Topple is a board game published in 1983 by Waddingtons, a now-defunct company specializing in board games.

==Contents==
Topple is a game in which players play pieces of their color on various parts of the podium to score points without causing a topple.

The board is a 5-by-5 grid of 25 spaces arranged into five levels and balanced on a spindle. Each player takes 12 pieces of their chosen color to start the game. One at a time, players roll a die and place a piece of their color on the indicated level (for a roll of 1 through 5) or on any level of their choice (for a roll of 6). A piece may be stacked on top of those in an already-occupied space.
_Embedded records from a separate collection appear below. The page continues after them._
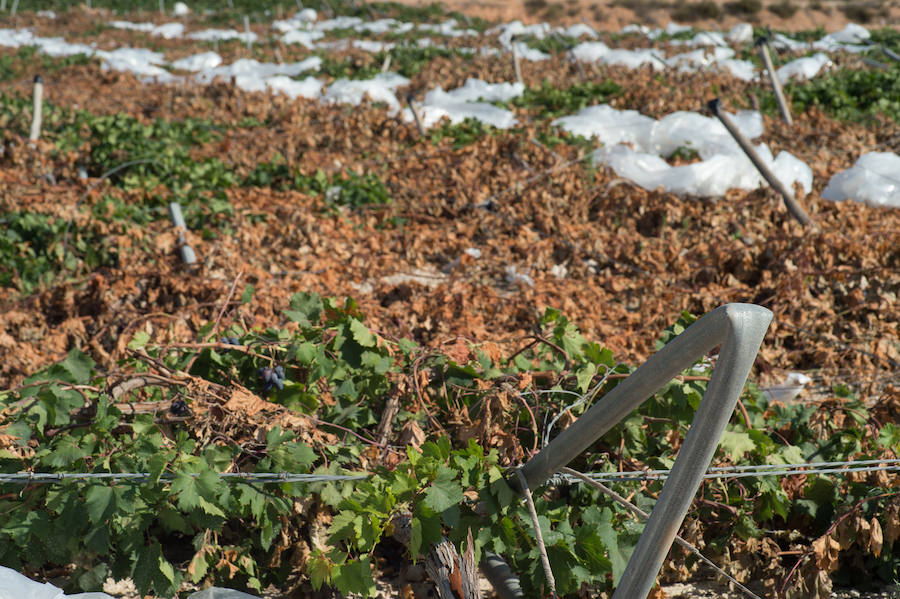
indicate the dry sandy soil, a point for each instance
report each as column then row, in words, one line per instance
column 612, row 15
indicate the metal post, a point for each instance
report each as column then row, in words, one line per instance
column 501, row 576
column 187, row 252
column 415, row 111
column 792, row 205
column 37, row 99
column 762, row 45
column 739, row 329
column 516, row 65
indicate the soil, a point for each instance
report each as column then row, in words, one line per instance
column 613, row 15
column 619, row 261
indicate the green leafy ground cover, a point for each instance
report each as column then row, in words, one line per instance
column 340, row 373
column 194, row 525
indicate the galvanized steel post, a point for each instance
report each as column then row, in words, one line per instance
column 739, row 329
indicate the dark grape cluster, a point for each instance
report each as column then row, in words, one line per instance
column 272, row 377
column 179, row 408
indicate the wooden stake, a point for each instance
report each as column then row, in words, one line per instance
column 792, row 205
column 418, row 119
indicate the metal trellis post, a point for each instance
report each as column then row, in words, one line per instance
column 739, row 329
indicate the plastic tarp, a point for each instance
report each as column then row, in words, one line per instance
column 303, row 37
column 722, row 166
column 463, row 102
column 742, row 33
column 710, row 177
column 874, row 179
column 203, row 61
column 211, row 35
column 692, row 130
column 18, row 586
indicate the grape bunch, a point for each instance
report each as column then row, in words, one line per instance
column 272, row 377
column 179, row 408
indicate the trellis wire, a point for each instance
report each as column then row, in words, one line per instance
column 757, row 470
column 256, row 477
column 641, row 475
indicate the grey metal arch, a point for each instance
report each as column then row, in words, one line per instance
column 739, row 329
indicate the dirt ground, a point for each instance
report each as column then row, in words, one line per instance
column 612, row 15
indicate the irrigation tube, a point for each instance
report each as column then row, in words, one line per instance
column 739, row 329
column 762, row 45
column 37, row 98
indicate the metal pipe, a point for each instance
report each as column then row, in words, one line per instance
column 516, row 65
column 739, row 329
column 187, row 252
column 792, row 205
column 501, row 576
column 762, row 46
column 744, row 327
column 37, row 101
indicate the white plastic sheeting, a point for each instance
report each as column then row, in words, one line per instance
column 874, row 179
column 742, row 33
column 252, row 75
column 18, row 586
column 463, row 102
column 704, row 134
column 723, row 165
column 710, row 177
column 303, row 37
column 633, row 59
column 803, row 68
column 213, row 35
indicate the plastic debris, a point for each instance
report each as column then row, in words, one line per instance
column 198, row 62
column 381, row 88
column 514, row 277
column 462, row 103
column 803, row 68
column 723, row 166
column 789, row 389
column 874, row 179
column 18, row 586
column 741, row 33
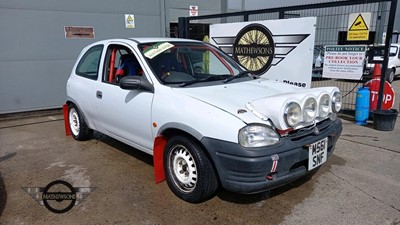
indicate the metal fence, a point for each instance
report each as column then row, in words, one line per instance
column 331, row 29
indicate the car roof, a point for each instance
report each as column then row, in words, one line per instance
column 160, row 39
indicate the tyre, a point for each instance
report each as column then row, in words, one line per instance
column 390, row 75
column 79, row 129
column 189, row 172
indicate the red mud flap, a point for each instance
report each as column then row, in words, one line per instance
column 66, row 120
column 158, row 155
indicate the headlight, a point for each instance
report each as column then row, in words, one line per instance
column 292, row 114
column 310, row 110
column 336, row 102
column 257, row 136
column 324, row 105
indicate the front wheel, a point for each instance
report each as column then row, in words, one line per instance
column 79, row 130
column 190, row 174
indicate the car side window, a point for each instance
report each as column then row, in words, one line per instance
column 89, row 64
column 120, row 62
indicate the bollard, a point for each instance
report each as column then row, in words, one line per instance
column 362, row 105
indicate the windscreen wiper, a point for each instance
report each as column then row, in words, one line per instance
column 213, row 78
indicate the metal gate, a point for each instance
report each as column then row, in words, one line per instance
column 331, row 29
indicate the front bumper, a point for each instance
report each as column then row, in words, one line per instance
column 248, row 170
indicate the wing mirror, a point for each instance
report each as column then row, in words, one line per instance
column 136, row 83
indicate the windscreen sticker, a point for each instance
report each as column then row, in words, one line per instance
column 157, row 49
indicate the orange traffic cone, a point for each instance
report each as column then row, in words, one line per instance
column 377, row 71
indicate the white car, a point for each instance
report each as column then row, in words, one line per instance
column 206, row 120
column 393, row 64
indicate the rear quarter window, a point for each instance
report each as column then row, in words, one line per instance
column 88, row 65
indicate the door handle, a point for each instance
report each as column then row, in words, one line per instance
column 99, row 94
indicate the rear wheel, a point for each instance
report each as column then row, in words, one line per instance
column 190, row 174
column 79, row 129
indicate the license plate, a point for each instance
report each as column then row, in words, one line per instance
column 317, row 153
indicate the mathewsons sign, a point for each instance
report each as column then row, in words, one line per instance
column 281, row 50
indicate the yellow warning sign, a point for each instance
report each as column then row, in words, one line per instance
column 359, row 24
column 358, row 27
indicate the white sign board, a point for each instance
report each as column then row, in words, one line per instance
column 129, row 21
column 344, row 62
column 280, row 50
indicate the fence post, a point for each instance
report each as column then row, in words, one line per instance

Points are scored as follows:

- For completing a row of five in any direction: three points, plus one extra point for each stack in the row topped by that player's color.
- For adding a piece to a stack in a completed row of five: one point for each stack in the row topped by that player's color.
- For adding a piece to a stack that is already at least three high: one point for each piece of that player's color in the stack.

A player may score under two or more of the above rules with a single play.

A round ends when all pieces have been played or when one or more pieces fall off the board for any reason, referred to as a "topple." If a topple occurs, the player responsible for causing it loses 10 points; in addition, if it occurs as a direct result of a piece being placed on the board, the previous player scores three bonus points. The board is then cleared and a new round begins.

The game continues until at least one player reaches or exceeds an agreed-on score at the end of a round, whereupon the high scorer wins.

==Reception==
Brian Walker reviewed Topple for Games International magazine, and gave it 4 stars out of 5, and stated that "Like darts and snooker, dexterity is considerably enhanced by a few jars of one's favourite beverage. So there you have it, Topple – the idea game after a tipple."